Attribute Metadata File Format
------------------------------
* Attribute Metadata File describes the metadata of attributes and the derivation relations in a process.
* Attribute matadata is represented by DAG (Directed Acyclic Graph) structure, consisted of nodes and links.
      * Nodes section represents the information of each attribute.
      * Links section represents derivation relationships of attributes.
* The file follows the JSON format.

**Example**::

    {
        "nodes": [
            {"aid": "dl1[0]", "name": "A", "scale": "integer", "is_excluded": false,"cid": "dl1",
             "cindex": 0, "values": null, "is_kept": true, "context": null},
             {"aid": "dl1[1]", "name": "B", "scale": "nominal", "is_excluded": true, "cid": "dl1",
             "cindex": 1, "values": ["A", "B", "O"], "is_kept": true, "context": null},
             {"aid": "rg1[0]", "name": "actual", "scale": "real", "is_excluded": false, "cid": "rg1",
             "cindex": 0, "values": null, "is_kept": false, "context": {"field_path": ["regression", "actual"]}}
        ],
         "links": [
            {"source": "dl1[0]", "target": "rg1[0]"}
        ]
    }

Nodes Section
^^^^^^^^^^^^^
Nodes section represents the information of all attributes generated in a process.

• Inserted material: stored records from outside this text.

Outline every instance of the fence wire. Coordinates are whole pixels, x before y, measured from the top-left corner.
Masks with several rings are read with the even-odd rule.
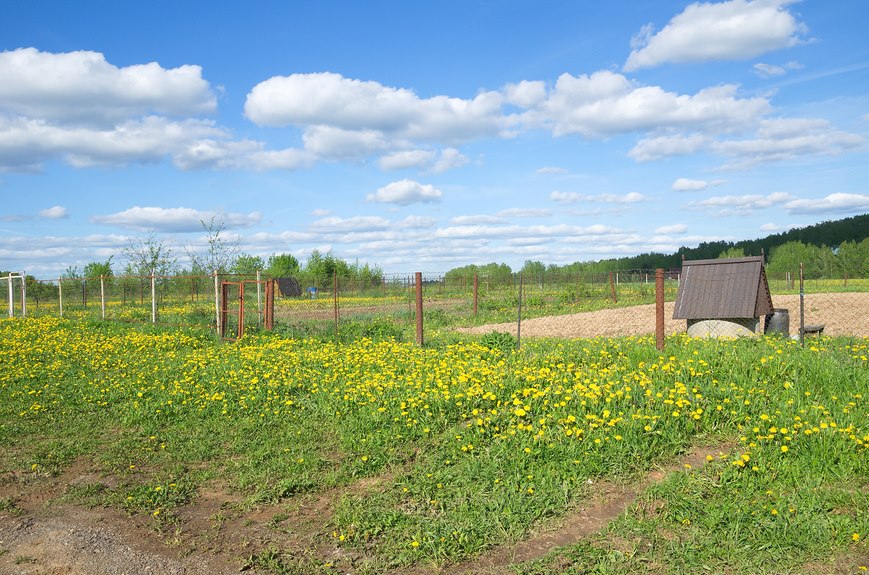
[[[236,333],[263,327],[265,295],[256,276],[118,276],[26,281],[0,278],[0,304],[9,315],[63,316],[73,320],[112,320],[170,326],[209,326],[223,319]],[[274,329],[291,337],[413,341],[417,326],[414,274],[391,274],[365,281],[333,277],[300,283],[275,280]],[[794,337],[869,336],[869,278],[807,279],[799,271],[767,275],[778,331]],[[244,297],[235,284],[246,281]],[[422,323],[427,334],[457,331],[528,337],[621,337],[655,333],[655,273],[422,275]],[[22,284],[26,284],[22,290]],[[665,333],[684,332],[674,320],[679,270],[666,273]],[[11,292],[10,292],[11,286]],[[11,297],[10,297],[11,295]],[[23,296],[23,297],[22,297]],[[239,313],[239,309],[243,313]],[[765,318],[755,330],[764,331]],[[784,323],[782,323],[784,321]],[[782,328],[781,325],[786,327]],[[802,331],[801,331],[802,330]],[[428,337],[428,336],[426,336]]]

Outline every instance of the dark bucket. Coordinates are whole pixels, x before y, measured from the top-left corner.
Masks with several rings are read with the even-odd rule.
[[[786,308],[777,307],[766,316],[763,333],[779,334],[790,337],[791,318]]]

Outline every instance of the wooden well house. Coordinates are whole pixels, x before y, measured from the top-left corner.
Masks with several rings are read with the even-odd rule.
[[[682,262],[673,319],[688,321],[688,335],[753,335],[772,313],[763,257]]]

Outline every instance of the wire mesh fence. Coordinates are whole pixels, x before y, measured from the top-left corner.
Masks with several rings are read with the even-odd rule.
[[[428,333],[503,332],[517,338],[636,336],[656,329],[653,270],[420,276],[417,285],[415,274],[301,282],[224,274],[54,280],[12,274],[0,278],[0,302],[7,303],[10,316],[208,326],[229,336],[267,323],[291,337],[408,341],[419,323]],[[780,331],[791,336],[869,336],[869,278],[801,284],[799,277],[799,270],[768,276],[774,307],[787,311],[786,328]],[[273,303],[267,301],[267,282],[274,288]],[[680,270],[665,272],[668,335],[686,329],[684,321],[672,319],[679,283]],[[759,332],[764,329],[760,319]]]

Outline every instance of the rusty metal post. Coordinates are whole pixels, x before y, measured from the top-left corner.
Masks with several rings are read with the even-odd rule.
[[[215,278],[217,274],[215,273]],[[217,331],[221,338],[226,337],[226,320],[229,317],[229,286],[226,282],[220,286],[220,318],[217,322]]]
[[[664,268],[655,270],[655,346],[664,349]]]
[[[151,271],[151,323],[157,323],[157,277]]]
[[[416,344],[423,346],[422,325],[422,272],[416,272]]]
[[[265,328],[275,329],[275,280],[266,280]]]
[[[806,344],[806,301],[803,285],[803,264],[800,264],[800,345]]]
[[[244,281],[238,282],[238,339],[244,335]]]
[[[106,278],[100,275],[100,316],[106,319]]]
[[[474,272],[474,317],[477,317],[477,303],[479,302],[479,281],[477,273]]]
[[[619,303],[616,299],[616,284],[613,280],[613,272],[610,272],[610,295],[613,298],[613,303]]]
[[[63,276],[57,278],[57,307],[63,317]]]

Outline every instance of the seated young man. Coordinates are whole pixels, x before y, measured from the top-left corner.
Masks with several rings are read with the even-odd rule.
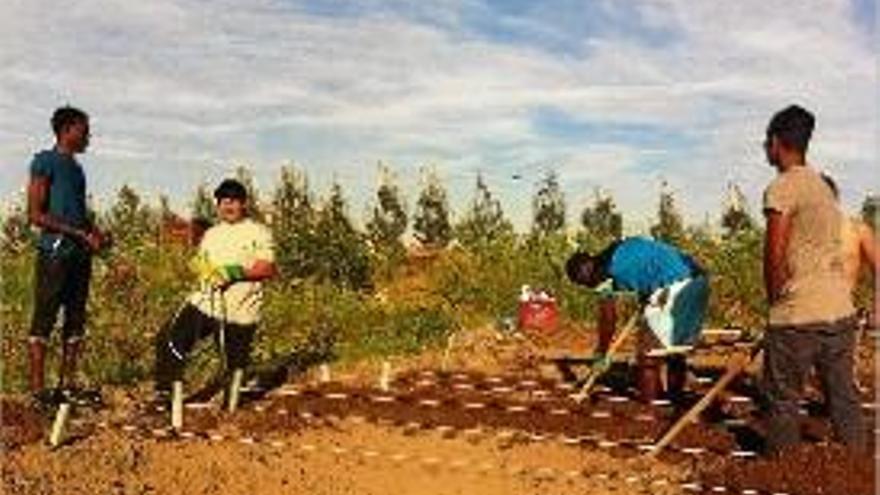
[[[575,253],[566,263],[566,272],[572,282],[606,297],[622,292],[637,295],[644,323],[636,345],[638,388],[643,400],[656,399],[661,360],[648,351],[689,345],[699,336],[709,300],[704,270],[693,258],[666,243],[630,237],[614,242],[597,255]],[[600,304],[600,310],[607,311],[607,305]],[[600,335],[600,342],[608,340],[608,336]],[[666,359],[667,393],[676,397],[684,388],[686,362],[683,354]]]
[[[247,190],[224,180],[214,191],[220,223],[205,232],[193,268],[201,288],[156,336],[156,392],[169,397],[195,344],[220,339],[227,370],[243,370],[260,317],[262,282],[275,275],[269,230],[247,216]]]

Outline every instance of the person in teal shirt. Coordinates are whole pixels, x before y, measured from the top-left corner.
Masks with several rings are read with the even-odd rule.
[[[55,146],[30,164],[28,220],[39,227],[34,311],[28,338],[29,385],[39,406],[61,400],[76,387],[74,375],[85,330],[92,254],[109,238],[89,220],[86,177],[76,155],[89,145],[89,117],[65,106],[52,115]],[[46,345],[59,310],[64,311],[59,388],[45,386]]]
[[[709,300],[706,272],[691,256],[646,237],[616,241],[596,255],[577,252],[568,259],[566,272],[572,282],[609,299],[620,293],[636,295],[647,327],[638,334],[637,380],[643,399],[657,398],[661,362],[647,351],[658,344],[666,350],[688,346],[699,336]],[[608,339],[600,336],[603,341]],[[668,393],[675,397],[684,388],[684,355],[670,355],[666,364]]]

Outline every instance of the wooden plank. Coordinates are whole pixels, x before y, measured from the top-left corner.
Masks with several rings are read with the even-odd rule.
[[[721,378],[717,382],[715,382],[715,385],[713,385],[712,388],[709,389],[706,395],[704,395],[699,402],[697,402],[687,413],[685,413],[684,416],[679,418],[679,420],[676,421],[671,428],[669,428],[666,434],[663,435],[663,437],[656,444],[654,444],[653,448],[650,450],[649,455],[651,457],[656,456],[660,453],[661,450],[663,450],[667,445],[675,440],[675,437],[677,437],[679,433],[681,433],[681,431],[684,430],[684,428],[688,424],[690,424],[691,421],[693,421],[701,412],[709,407],[709,405],[712,404],[712,401],[715,400],[715,398],[721,393],[721,391],[724,390],[727,385],[729,385],[730,382],[733,381],[733,379],[736,378],[753,360],[758,359],[758,356],[760,356],[760,354],[761,353],[759,352],[758,355],[754,358],[751,356],[751,354],[735,355],[731,359],[730,365],[728,365],[727,371],[724,373],[724,375],[722,375]]]

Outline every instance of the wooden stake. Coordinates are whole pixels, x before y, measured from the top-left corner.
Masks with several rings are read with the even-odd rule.
[[[617,349],[620,348],[621,345],[626,341],[626,338],[636,327],[636,323],[639,321],[639,315],[641,313],[636,311],[627,322],[626,326],[620,330],[620,333],[615,337],[614,342],[608,347],[608,351],[605,353],[605,358],[609,361],[614,358],[614,354],[617,352]],[[590,389],[593,388],[593,385],[596,384],[596,381],[608,371],[609,367],[604,369],[592,370],[590,376],[587,377],[587,381],[584,382],[583,386],[581,386],[580,391],[574,396],[575,402],[580,404],[584,399],[590,396]]]

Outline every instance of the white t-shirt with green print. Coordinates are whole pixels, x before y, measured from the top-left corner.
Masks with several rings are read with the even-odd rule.
[[[245,270],[257,260],[275,261],[271,232],[265,225],[249,218],[236,223],[220,223],[208,229],[199,244],[198,255],[213,266],[241,265]],[[203,289],[191,294],[188,301],[212,318],[251,325],[260,319],[263,284],[236,282],[222,293]]]

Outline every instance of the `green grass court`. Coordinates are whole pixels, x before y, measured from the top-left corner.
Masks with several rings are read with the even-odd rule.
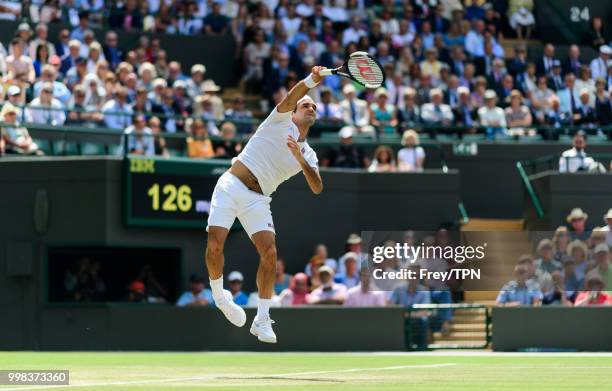
[[[68,369],[71,384],[0,390],[612,389],[612,354],[5,352],[0,369]]]

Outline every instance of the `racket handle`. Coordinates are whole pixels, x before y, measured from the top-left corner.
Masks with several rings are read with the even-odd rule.
[[[333,69],[323,69],[322,71],[319,72],[319,75],[321,76],[329,76],[329,75],[333,75],[334,74],[334,70]]]

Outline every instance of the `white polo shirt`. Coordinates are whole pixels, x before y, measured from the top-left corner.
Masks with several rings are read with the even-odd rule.
[[[302,171],[302,167],[287,147],[287,137],[295,140],[300,131],[291,120],[291,111],[279,113],[274,108],[246,147],[236,157],[255,175],[264,195],[270,196],[278,185]],[[317,154],[306,141],[298,142],[308,164],[318,169]]]

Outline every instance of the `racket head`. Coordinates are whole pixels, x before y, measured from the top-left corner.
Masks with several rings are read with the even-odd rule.
[[[380,62],[367,52],[353,52],[343,68],[351,79],[366,88],[378,88],[384,84],[386,79]]]

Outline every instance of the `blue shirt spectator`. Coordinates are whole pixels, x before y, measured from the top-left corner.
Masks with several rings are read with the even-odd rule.
[[[242,291],[242,283],[244,276],[239,271],[233,271],[227,276],[229,282],[229,291],[234,297],[234,303],[244,306],[249,301],[249,295]]]
[[[506,283],[497,295],[497,304],[506,306],[539,305],[543,294],[539,289],[527,284],[528,270],[524,265],[514,268],[515,279]]]
[[[389,301],[409,308],[415,304],[431,304],[431,294],[426,287],[421,285],[413,285],[408,289],[399,287],[395,288]]]
[[[115,99],[102,106],[104,124],[107,128],[124,130],[132,124],[132,107],[126,102],[127,89],[119,88]]]
[[[155,155],[153,131],[145,125],[144,115],[137,115],[134,119],[134,125],[130,125],[125,129],[125,134],[128,137],[128,153],[143,156]]]
[[[193,275],[190,278],[191,288],[179,297],[176,305],[179,307],[205,307],[213,304],[210,289],[204,289],[204,279]]]

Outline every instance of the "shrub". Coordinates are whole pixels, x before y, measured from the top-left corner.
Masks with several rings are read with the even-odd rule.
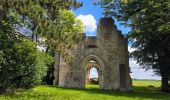
[[[0,37],[1,39],[1,37]],[[0,41],[1,42],[1,41]],[[5,41],[0,46],[0,89],[30,88],[42,83],[47,66],[53,62],[28,39]]]

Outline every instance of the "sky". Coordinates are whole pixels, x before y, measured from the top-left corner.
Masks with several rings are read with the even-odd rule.
[[[83,1],[83,6],[73,12],[80,19],[84,25],[84,32],[87,36],[96,36],[97,24],[100,18],[104,17],[102,14],[102,9],[93,5],[93,0],[78,0]],[[127,34],[131,28],[124,27],[118,21],[115,20],[117,28],[122,31],[123,34]],[[128,46],[129,52],[134,49]],[[160,80],[161,78],[154,74],[153,70],[145,71],[139,66],[135,60],[130,59],[131,77],[133,79],[150,79],[150,80]],[[95,68],[91,69],[90,77],[97,77],[97,70]]]

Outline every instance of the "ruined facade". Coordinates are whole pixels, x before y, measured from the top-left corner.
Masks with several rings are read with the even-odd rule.
[[[97,36],[84,36],[73,51],[74,60],[56,61],[54,85],[85,88],[89,71],[98,71],[99,88],[128,91],[132,89],[127,39],[117,30],[112,18],[101,18]]]

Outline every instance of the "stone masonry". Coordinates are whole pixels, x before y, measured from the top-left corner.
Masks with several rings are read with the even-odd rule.
[[[66,63],[58,58],[54,85],[85,88],[92,61],[98,71],[99,88],[129,91],[130,77],[127,39],[117,29],[112,18],[101,18],[97,36],[85,36],[73,51],[74,60]]]

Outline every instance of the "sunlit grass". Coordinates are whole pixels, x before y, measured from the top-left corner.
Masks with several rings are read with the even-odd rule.
[[[160,81],[150,81],[150,80],[134,80],[133,86],[154,86],[154,87],[160,87],[161,82]]]
[[[0,95],[0,100],[170,100],[170,94],[159,92],[160,81],[133,81],[132,92],[99,90],[98,85],[87,84],[86,89],[66,89],[37,86],[14,94]]]

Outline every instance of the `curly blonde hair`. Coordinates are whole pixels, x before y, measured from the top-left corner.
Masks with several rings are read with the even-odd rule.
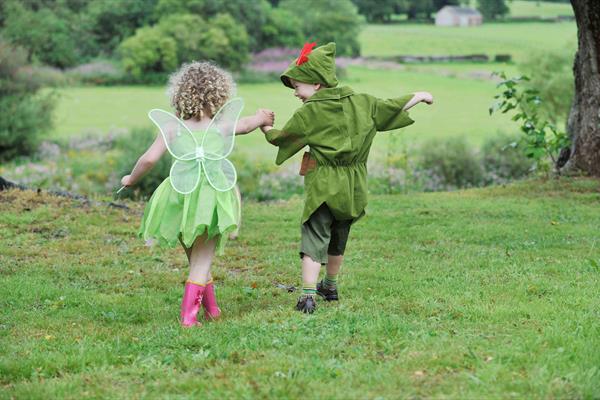
[[[179,118],[212,117],[235,94],[231,74],[214,63],[183,64],[169,77],[167,94]]]

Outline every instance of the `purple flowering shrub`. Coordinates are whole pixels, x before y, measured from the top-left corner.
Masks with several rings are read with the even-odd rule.
[[[258,53],[254,53],[251,61],[246,65],[246,70],[241,75],[241,78],[242,80],[248,80],[251,77],[254,80],[260,80],[260,76],[269,78],[278,77],[298,57],[298,54],[298,49],[283,47],[264,49]],[[338,77],[345,75],[345,68],[352,62],[352,58],[336,58]]]

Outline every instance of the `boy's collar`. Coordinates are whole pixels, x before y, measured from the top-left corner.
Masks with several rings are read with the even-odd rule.
[[[354,94],[350,86],[338,86],[334,88],[323,88],[310,96],[305,102],[321,101],[321,100],[339,100],[343,97],[348,97]]]

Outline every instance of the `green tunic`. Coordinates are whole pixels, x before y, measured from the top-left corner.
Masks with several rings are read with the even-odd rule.
[[[283,129],[267,132],[279,147],[277,165],[309,146],[317,167],[304,179],[302,223],[323,203],[338,220],[356,221],[367,205],[367,159],[377,131],[414,121],[402,108],[413,97],[381,100],[348,87],[324,88],[300,107]]]

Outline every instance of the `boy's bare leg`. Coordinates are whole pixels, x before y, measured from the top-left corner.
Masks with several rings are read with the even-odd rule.
[[[319,294],[327,301],[338,300],[337,281],[344,256],[327,256],[326,274],[318,286]]]
[[[307,290],[307,288],[315,288],[316,291],[317,280],[319,279],[320,271],[321,263],[314,261],[312,258],[310,258],[310,256],[307,256],[306,254],[302,257],[303,292]],[[314,294],[314,292],[312,294]]]
[[[327,256],[327,275],[337,275],[342,268],[344,256]]]
[[[302,296],[298,299],[296,310],[312,314],[317,308],[317,280],[321,263],[314,261],[306,254],[302,256]]]

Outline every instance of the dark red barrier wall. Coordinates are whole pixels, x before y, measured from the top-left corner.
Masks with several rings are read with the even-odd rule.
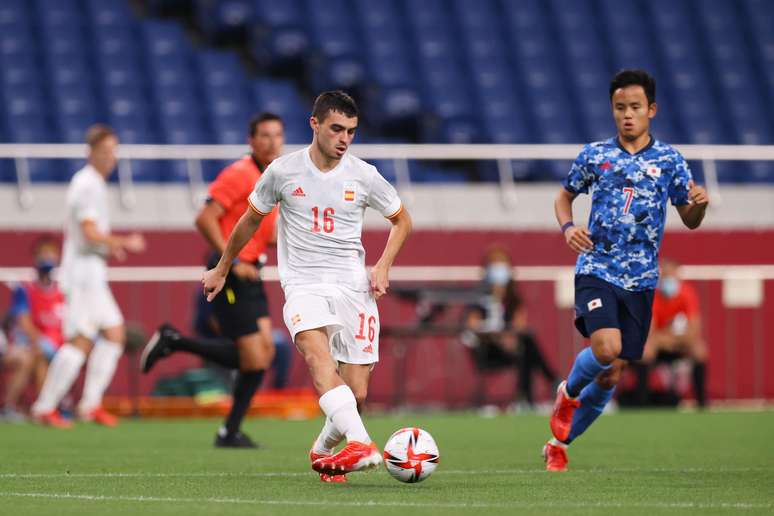
[[[0,267],[29,264],[29,248],[36,232],[0,232]],[[199,265],[206,247],[194,232],[146,232],[148,252],[121,265]],[[373,263],[381,251],[385,232],[367,232],[364,243]],[[483,250],[493,242],[506,245],[516,265],[570,265],[573,255],[554,231],[416,231],[398,260],[399,265],[476,265]],[[674,232],[667,233],[663,255],[686,264],[774,264],[774,231]],[[272,261],[272,263],[274,263]],[[697,283],[702,300],[705,336],[710,347],[709,390],[713,398],[774,399],[774,349],[766,345],[774,336],[774,282],[766,284],[762,309],[728,310],[722,305],[721,282]],[[553,284],[525,282],[530,323],[535,328],[549,359],[566,374],[582,345],[572,329],[572,313],[557,310]],[[162,321],[188,328],[191,320],[194,283],[116,283],[116,298],[127,320],[138,321],[147,332]],[[269,286],[275,324],[282,327],[282,293],[279,285]],[[8,292],[0,289],[0,310],[7,306]],[[414,307],[394,297],[380,302],[383,325],[405,324],[414,320]],[[405,355],[401,352],[405,345]],[[398,398],[408,402],[439,402],[463,405],[473,399],[481,386],[465,349],[448,338],[426,338],[413,343],[384,339],[382,362],[376,368],[371,399],[391,403]],[[403,357],[401,362],[400,357]],[[126,361],[126,359],[124,359]],[[160,364],[150,377],[143,378],[141,390],[148,392],[161,375],[173,374],[196,364],[181,357]],[[405,370],[396,364],[404,364]],[[111,392],[125,392],[128,364],[122,363]],[[306,372],[296,361],[291,376],[294,385],[308,385]],[[513,390],[509,373],[497,374],[484,384],[490,399],[505,400]],[[549,396],[547,385],[538,386],[541,397]]]

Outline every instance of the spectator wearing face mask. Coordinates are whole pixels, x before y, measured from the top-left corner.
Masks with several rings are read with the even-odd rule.
[[[33,246],[36,279],[13,288],[8,326],[11,345],[5,354],[3,367],[10,371],[3,409],[6,421],[20,421],[22,392],[35,380],[39,388],[54,353],[62,345],[62,310],[64,296],[51,277],[59,264],[59,243],[50,236],[37,240]]]
[[[653,321],[642,361],[686,358],[693,362],[692,383],[696,402],[707,403],[707,348],[701,335],[699,300],[692,285],[680,279],[680,264],[661,261],[661,279],[653,301]]]
[[[533,373],[539,371],[552,384],[557,381],[556,373],[527,324],[527,307],[513,279],[513,263],[506,249],[490,247],[483,268],[481,297],[465,312],[462,342],[481,371],[515,367],[519,401],[532,407]]]

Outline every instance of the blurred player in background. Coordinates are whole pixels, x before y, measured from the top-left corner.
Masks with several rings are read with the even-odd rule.
[[[390,267],[411,231],[395,188],[376,168],[347,153],[357,124],[357,106],[349,95],[336,91],[317,97],[310,118],[312,144],[269,166],[223,256],[202,280],[208,299],[215,299],[227,285],[232,260],[279,202],[283,315],[326,416],[309,454],[325,482],[344,481],[345,473],[382,460],[358,409],[379,360],[376,300],[386,293]],[[370,275],[361,243],[368,206],[392,223]],[[334,454],[345,438],[347,445]]]
[[[59,243],[52,236],[44,236],[35,242],[33,254],[37,278],[14,287],[8,313],[13,345],[5,356],[4,366],[13,373],[8,379],[0,414],[6,421],[25,419],[18,410],[22,392],[33,378],[38,388],[43,385],[48,363],[64,342],[64,295],[51,277],[59,264]]]
[[[67,189],[64,251],[59,283],[65,294],[65,343],[49,367],[32,415],[40,423],[68,427],[57,406],[89,358],[77,415],[85,421],[113,426],[117,419],[102,408],[102,395],[113,379],[126,339],[124,319],[107,281],[107,259],[126,258],[145,250],[142,235],[110,231],[107,178],[116,166],[118,137],[96,124],[86,133],[88,163],[75,173]],[[97,341],[97,338],[99,340]],[[95,344],[96,342],[96,344]]]
[[[546,469],[567,469],[566,448],[602,413],[627,361],[639,360],[650,329],[658,252],[667,201],[690,229],[701,225],[709,197],[694,184],[682,155],[649,132],[656,83],[623,70],[610,84],[617,136],[586,145],[554,203],[575,268],[575,326],[591,345],[559,385],[543,447]],[[572,203],[592,192],[588,229],[573,224]]]
[[[285,143],[282,119],[271,113],[255,116],[250,121],[247,142],[250,154],[223,169],[210,185],[207,202],[196,217],[196,227],[214,251],[208,267],[218,263],[234,226],[247,210],[247,198],[256,182],[269,163],[282,154]],[[266,247],[276,241],[276,210],[270,212],[234,258],[226,278],[225,295],[213,303],[218,331],[223,337],[187,337],[164,324],[150,339],[141,358],[145,373],[159,359],[175,351],[193,353],[239,371],[231,410],[215,435],[216,447],[256,447],[240,427],[274,358],[269,302],[260,275],[266,261]]]
[[[653,323],[642,356],[643,365],[660,358],[687,358],[693,362],[693,394],[699,407],[707,403],[705,378],[707,347],[701,336],[699,296],[680,278],[680,264],[662,260],[661,278],[653,301]],[[641,371],[641,381],[647,379]]]

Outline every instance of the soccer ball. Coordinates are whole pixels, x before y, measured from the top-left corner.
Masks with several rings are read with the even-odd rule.
[[[384,445],[384,466],[401,482],[421,482],[438,467],[438,445],[421,428],[401,428]]]

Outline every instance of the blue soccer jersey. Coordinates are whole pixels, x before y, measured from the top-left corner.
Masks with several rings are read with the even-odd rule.
[[[682,155],[657,140],[637,154],[617,138],[586,145],[563,183],[573,194],[591,191],[594,248],[578,257],[575,273],[626,290],[656,288],[667,198],[675,206],[688,204],[690,180]]]

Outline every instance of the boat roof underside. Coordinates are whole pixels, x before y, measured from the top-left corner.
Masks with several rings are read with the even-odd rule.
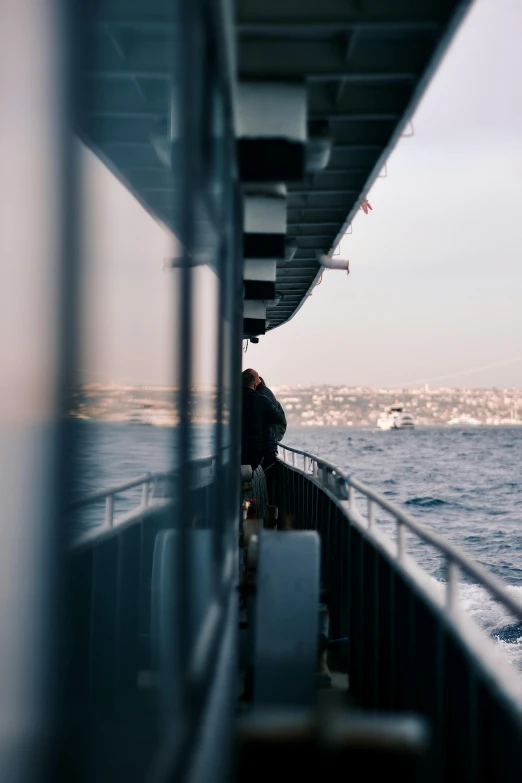
[[[306,83],[309,135],[332,140],[326,168],[287,186],[287,240],[297,250],[277,261],[267,330],[295,315],[316,284],[317,253],[333,253],[468,5],[237,0],[239,79]],[[105,0],[100,8],[80,135],[176,233],[175,177],[153,143],[172,108],[172,3]]]

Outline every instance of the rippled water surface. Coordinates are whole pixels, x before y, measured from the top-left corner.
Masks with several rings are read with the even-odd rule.
[[[286,442],[334,462],[522,586],[522,427],[310,427]]]
[[[402,506],[491,569],[522,600],[522,427],[303,427],[289,430],[285,442],[335,463]],[[391,524],[380,524],[394,537]],[[444,564],[431,547],[410,538],[408,549],[444,580]],[[465,609],[522,670],[522,624],[476,584],[462,582],[459,593]]]

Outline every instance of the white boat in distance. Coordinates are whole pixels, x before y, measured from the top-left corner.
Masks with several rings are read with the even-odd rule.
[[[140,405],[127,413],[126,421],[129,424],[152,424],[152,405]]]
[[[478,419],[474,419],[472,416],[467,416],[466,414],[463,414],[462,416],[457,416],[455,419],[450,419],[446,422],[447,427],[479,427],[480,421]]]
[[[411,430],[415,426],[413,416],[404,413],[402,405],[392,405],[379,414],[377,427],[380,430]]]

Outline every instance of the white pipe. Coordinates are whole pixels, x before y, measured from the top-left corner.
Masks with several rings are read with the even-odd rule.
[[[324,253],[317,253],[317,260],[326,269],[344,269],[350,271],[350,262],[347,258],[331,258]]]

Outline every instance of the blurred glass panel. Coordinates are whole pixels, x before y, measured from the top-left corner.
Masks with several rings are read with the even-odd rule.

Each property of attributes is defined as follows:

.. list-table::
    :header-rows: 1
    :widths: 10, 50

    * - Property
      - Description
    * - aid
      - Attribute ID.
    * - name
      - Attribute name.
    * - scale
      - Scale of the attribute.
    * - is_excluded
      - Whether the attribute is excluded as a feature or not.
    * - cid
      - ID of the component by which the attribute was generated.
    * - cindex
      - Index of the attribute in the component by which the attribute was generated.
    * - values
      - Domain of NOMINAL attribute. (**null** if the scale is not NOMINAL.)
    * - is_kept
      - Whether the attribute is kept or not even after running every component.
    * - context
      - Context information of the attribute.

Links Section
^^^^^^^^^^^^^
Links section represents derivation relationships of attributes::

    "links": [
        {"source": "dl1[0]", "target": "rg1[0]"}
    ]

In the above example, links section represents that the attribute **rg1[0]** was derived from the attribute **dl1[0]**.

|

.. _selected-attributes:

Selected Attributes File Format
-------------------------------
* Selected Attributes contains the information of attributes which a learning component selected.
* The file follows the JSON format.

**Example**::

    {
        "selected_features": [
            {"aid": "dl1[0]", "name": "A", "scale": "integer", "is_excluded": false,
             "cid": "dl1", "cindex": 0, "values": null, "is_kept": false, "context": null},
            {"aid": "dl1[1]", "name": "B", "scale": "real", "is_excluded": false,
             "cid": "dl1", "cindex": 1, "values": null, "is_kept": false, "context": null},
            {"aid": "dl1[2]", "name": "C", "scale": "real", "is_excluded": false,
             "cid": "dl1", "cindex": 2, "values": null, "is_kept": false, "context": null}
        ],
        "selected_targets": [
            {"aid": "dl1[3]", "name": "Z", "scale": "integer", "is_excluded": true,
             "cid": "dl1", "cindex": 3, "values": null, "is_kept": true, "context": null}
        ]
    }

Selected Features Section
^^^^^^^^^^^^^^^^^^^^^^^^^
Selected Features Section describes attributes information selected as features.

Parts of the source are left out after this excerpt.